Silence in music is not really silent. Research by a University of Arkansas music theorist, Elizabeth Hellmuth Margulis, reveals how context affects listeners’ experience of silence in music.
“The same acoustic silence, embedded in two different excerpts, can be perceived dramatically differently,” Margulis wrote in an article in Music Perception that explores the transformation from acoustic silence to perceived silence.
Silence offers “an opportunity to study the active participatory nature of musical engagement,” Margulis wrote. There has been little experimental study of musical silence up to now.
“Silent periods could provide a unique chance to study the way that past musical events shape expectations about future ones, and the way that underacknowledged, often taken for granted musical elements (such as rests) are actually suffused with the full extent of ‘musical’ listening,” she wrote.
Silence in music communicates in a similar manner to silence in speaking, Margulis said. Sometimes the duration of the pause indicates the importance of the segment. In written language, a pause at the end of a paragraph is longer than the pause at the end of a sentence. Pauses in language are also used for expressive effect, Margulis explained:
“For example, I could say ‘You know what happened?’ Pause. ‘He called her.’ And that pause in the right context is really tense, and you get everyone leaning forward. Music can do something similar.”

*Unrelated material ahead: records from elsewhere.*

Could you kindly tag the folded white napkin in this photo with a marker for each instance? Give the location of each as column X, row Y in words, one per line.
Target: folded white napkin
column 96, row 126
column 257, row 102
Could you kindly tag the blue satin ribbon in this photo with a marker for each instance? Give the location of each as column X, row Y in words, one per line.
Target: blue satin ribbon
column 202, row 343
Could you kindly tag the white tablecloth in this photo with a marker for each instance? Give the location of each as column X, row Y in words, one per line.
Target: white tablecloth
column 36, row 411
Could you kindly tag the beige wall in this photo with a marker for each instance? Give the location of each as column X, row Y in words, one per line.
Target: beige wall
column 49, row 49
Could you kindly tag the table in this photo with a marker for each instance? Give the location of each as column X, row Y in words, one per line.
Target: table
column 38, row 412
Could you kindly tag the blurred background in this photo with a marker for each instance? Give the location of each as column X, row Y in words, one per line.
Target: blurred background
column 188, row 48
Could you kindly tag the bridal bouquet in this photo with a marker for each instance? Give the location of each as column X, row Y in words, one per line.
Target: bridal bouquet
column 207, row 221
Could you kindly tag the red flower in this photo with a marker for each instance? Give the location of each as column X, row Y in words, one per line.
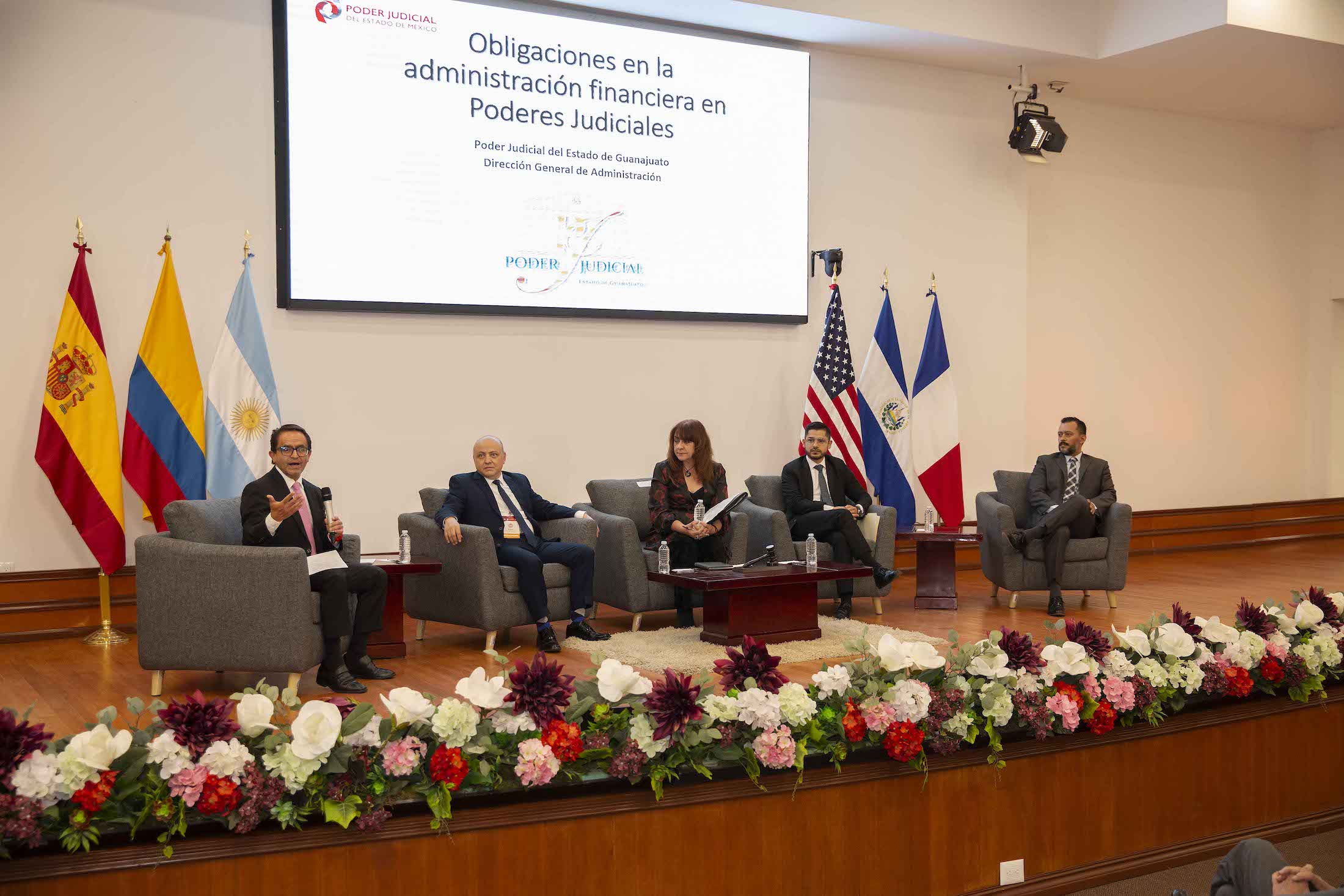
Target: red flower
column 852, row 722
column 563, row 738
column 1238, row 682
column 218, row 796
column 1104, row 718
column 904, row 740
column 95, row 794
column 449, row 766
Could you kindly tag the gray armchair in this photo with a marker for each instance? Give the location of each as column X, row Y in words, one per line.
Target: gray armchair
column 621, row 509
column 205, row 601
column 1089, row 563
column 473, row 590
column 768, row 520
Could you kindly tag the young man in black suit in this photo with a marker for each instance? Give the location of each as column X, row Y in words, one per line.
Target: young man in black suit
column 1069, row 492
column 298, row 520
column 814, row 488
column 506, row 504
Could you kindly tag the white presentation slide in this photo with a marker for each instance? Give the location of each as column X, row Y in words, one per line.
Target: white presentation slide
column 452, row 155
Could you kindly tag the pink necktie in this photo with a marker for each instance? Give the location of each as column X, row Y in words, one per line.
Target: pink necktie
column 307, row 515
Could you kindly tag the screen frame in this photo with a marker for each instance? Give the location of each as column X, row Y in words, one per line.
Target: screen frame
column 284, row 297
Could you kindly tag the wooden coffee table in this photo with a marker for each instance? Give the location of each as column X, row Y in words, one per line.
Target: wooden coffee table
column 769, row 603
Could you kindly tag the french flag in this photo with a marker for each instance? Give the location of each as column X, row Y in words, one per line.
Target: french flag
column 937, row 448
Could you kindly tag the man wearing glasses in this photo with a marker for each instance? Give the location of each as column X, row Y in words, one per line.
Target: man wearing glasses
column 283, row 511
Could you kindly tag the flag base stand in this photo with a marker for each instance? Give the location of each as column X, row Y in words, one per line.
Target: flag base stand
column 105, row 635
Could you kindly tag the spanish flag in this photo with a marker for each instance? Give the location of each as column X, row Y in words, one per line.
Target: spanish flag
column 166, row 418
column 77, row 439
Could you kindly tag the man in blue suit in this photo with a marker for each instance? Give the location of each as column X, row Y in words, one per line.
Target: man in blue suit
column 506, row 504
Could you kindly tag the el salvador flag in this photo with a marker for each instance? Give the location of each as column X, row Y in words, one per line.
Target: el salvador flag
column 885, row 418
column 244, row 405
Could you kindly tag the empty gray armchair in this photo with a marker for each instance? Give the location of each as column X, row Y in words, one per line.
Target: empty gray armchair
column 1089, row 563
column 206, row 601
column 878, row 524
column 621, row 511
column 473, row 590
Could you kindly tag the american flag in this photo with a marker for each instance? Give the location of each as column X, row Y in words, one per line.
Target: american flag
column 832, row 398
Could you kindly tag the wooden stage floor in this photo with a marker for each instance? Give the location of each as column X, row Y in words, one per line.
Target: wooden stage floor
column 66, row 682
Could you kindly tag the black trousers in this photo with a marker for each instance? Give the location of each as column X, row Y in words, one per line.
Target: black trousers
column 367, row 583
column 841, row 531
column 686, row 553
column 1070, row 520
column 527, row 561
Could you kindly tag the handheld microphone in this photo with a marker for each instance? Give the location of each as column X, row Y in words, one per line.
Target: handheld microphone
column 327, row 504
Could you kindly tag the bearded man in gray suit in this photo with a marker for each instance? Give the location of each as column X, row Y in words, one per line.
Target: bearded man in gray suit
column 1069, row 492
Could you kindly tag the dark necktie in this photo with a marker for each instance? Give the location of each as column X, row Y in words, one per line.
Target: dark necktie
column 518, row 515
column 823, row 489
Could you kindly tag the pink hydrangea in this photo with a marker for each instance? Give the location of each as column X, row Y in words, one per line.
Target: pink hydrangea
column 1120, row 693
column 187, row 784
column 775, row 747
column 536, row 763
column 878, row 715
column 402, row 757
column 1065, row 708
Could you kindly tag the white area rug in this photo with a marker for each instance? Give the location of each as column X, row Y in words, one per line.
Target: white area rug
column 683, row 650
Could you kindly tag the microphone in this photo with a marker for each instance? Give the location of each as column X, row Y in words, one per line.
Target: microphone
column 327, row 504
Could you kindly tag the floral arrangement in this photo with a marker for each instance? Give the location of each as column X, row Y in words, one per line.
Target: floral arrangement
column 265, row 757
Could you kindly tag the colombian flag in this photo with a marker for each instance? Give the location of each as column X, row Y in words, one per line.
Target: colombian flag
column 166, row 418
column 77, row 439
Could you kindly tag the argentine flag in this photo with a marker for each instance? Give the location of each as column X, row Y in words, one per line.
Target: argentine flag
column 243, row 403
column 885, row 418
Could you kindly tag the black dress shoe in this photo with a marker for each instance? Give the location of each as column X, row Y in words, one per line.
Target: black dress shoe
column 882, row 577
column 546, row 640
column 583, row 632
column 365, row 668
column 339, row 680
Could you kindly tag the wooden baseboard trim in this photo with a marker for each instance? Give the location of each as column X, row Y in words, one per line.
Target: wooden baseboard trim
column 1073, row 880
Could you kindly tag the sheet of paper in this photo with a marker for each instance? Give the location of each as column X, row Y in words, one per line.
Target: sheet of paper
column 324, row 561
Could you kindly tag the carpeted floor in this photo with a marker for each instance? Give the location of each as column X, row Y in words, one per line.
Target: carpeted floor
column 683, row 650
column 1323, row 851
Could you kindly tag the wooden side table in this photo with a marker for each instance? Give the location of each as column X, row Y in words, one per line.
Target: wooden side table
column 390, row 641
column 936, row 564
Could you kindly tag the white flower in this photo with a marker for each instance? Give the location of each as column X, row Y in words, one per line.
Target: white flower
column 455, row 722
column 1215, row 632
column 991, row 664
column 486, row 693
column 616, row 682
column 509, row 723
column 641, row 731
column 315, row 730
column 294, row 770
column 1134, row 640
column 910, row 699
column 1174, row 641
column 796, row 705
column 254, row 712
column 720, row 708
column 90, row 752
column 831, row 682
column 409, row 705
column 39, row 778
column 758, row 708
column 227, row 759
column 897, row 656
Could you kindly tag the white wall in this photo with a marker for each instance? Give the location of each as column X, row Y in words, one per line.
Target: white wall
column 1183, row 269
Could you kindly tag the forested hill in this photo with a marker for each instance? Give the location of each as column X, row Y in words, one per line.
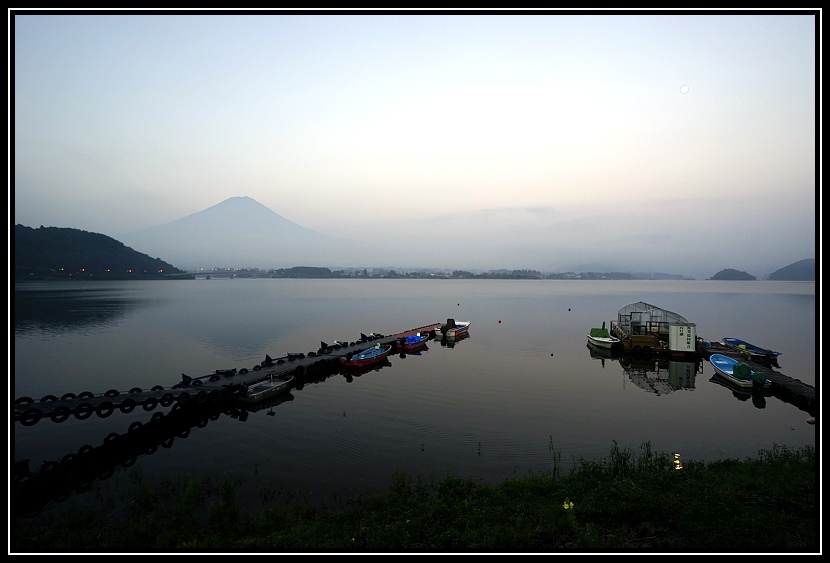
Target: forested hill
column 58, row 253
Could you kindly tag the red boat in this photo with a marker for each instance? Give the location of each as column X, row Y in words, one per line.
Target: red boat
column 413, row 342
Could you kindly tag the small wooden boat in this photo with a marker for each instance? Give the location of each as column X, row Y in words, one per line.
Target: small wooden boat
column 601, row 338
column 752, row 349
column 453, row 329
column 368, row 356
column 265, row 389
column 738, row 373
column 413, row 342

When a listener encounters silence in a musical work, Margulis wrote, “Impressions of the music that preceded the silence seep into the gap, as do expectations about what may follow.”
Listeners’ impressions and expectations can have a powerful effect on how they hear a silence, to the extent that identical acoustical silences may come to “sound” quite different. For example, Margulis found that musical context can cause two silences of the same duration “to seem like they occupy different lengths of time or carry different amounts of musical tension.”
Margulis’ research involved two experiments, one using musical excerpts from commercially available recordings. The second experiment used simpler musical excerpts produced specifically for the study with carefully measured and controlled silences.
Participants without musical training were selected for both experiments, so that their responses would reflect reactions to the music they were hearing rather than assessments based on formal musical training. They proved to be “highly sensitive” to the subtleties of silence in its musical context.
“I’m interested in showing how listeners without any special training know more than they think they know,” Margulis said, “You don’t need courses and lectures to understand music; it’s meant to naturally speak to you.”
Margulis is an assistant professor of music in the J. William Fulbright College of Arts and Sciences at the University of Arkansas. Her article “Silences in Music Are Musical Not Silent: An Exploratory Study of Context Effects on the Experience of Musical Pauses” appears in the June 2007 issue of Music Perception.